What You Create Accountability For Is What You Get
Article | Accountability Insights
Everyone is talking about accountability these days, our government wants it, taxpayers demand it, corporations need it, stakeholders insist on it, while far too many people and institutions continue to ignore or avoid it. But exactly what is accountability, and how can you get people to take it? Is it about punishment for not getting results? Is it about taking revenge against someone who has failed to meet your expectations? No.
For us, accountability is more than a way to “act,” or a behavior to display when threatened with punishment for poor performance. It’s more than an “attitude,” of taking responsibility for your actions and not blaming others. Accountability, in its truest and most authentic form, is a personal “attribute” that exemplifies who you are. It is “a way of being” that empowers you, each individual on your team and every single person in your organization, to meet and even surpass your highest expectations.

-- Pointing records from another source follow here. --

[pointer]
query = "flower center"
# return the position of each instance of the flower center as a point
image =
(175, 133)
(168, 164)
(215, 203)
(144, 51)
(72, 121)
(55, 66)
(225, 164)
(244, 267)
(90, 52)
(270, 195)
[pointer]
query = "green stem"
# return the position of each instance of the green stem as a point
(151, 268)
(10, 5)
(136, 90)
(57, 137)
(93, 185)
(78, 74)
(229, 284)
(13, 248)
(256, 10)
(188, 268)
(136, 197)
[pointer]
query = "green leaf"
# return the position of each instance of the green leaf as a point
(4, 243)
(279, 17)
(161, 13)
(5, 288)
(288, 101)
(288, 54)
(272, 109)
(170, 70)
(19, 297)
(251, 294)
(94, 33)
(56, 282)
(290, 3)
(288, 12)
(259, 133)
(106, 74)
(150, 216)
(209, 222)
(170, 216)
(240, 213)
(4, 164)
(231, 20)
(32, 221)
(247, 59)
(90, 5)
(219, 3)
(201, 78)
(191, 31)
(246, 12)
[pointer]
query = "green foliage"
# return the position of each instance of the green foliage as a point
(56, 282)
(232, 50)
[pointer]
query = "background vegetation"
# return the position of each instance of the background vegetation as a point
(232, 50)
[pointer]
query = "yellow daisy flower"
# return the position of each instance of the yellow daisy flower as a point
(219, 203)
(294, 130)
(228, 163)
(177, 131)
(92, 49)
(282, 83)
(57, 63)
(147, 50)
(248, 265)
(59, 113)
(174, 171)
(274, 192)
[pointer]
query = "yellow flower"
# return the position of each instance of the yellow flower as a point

Everyone who is working to make things happen has probably heard these questions asked on numerous occassions: “Exactly how do we prevent the surprises that so often blindside us, despite all our best efforts to make things happen the way we expect them to happen? How can we improve our follow-up so that we get the results we want? And how do we do it without making people feel resentful, resistant, manipulated, and controlled?” Answering these questions requires understanding the inseparable connection between expectations and accountability—that’s when you begin to discover the secret to holding others accountable. Why? Because we only hold people accountable for one thing: the expectations we have of them. Whether the expectation is for someone to turn in a report on time, make a sale this quarter, build a product according to certain specifications, or ship a part by a certain time of the day, they are all expectations—things we need other people to do for us. The very process of managing these expectations becomes the act of holding others accountable. Performing this act in a positive, principled way will not only deliver results, it will simultaneously raise both individual and organizational morale.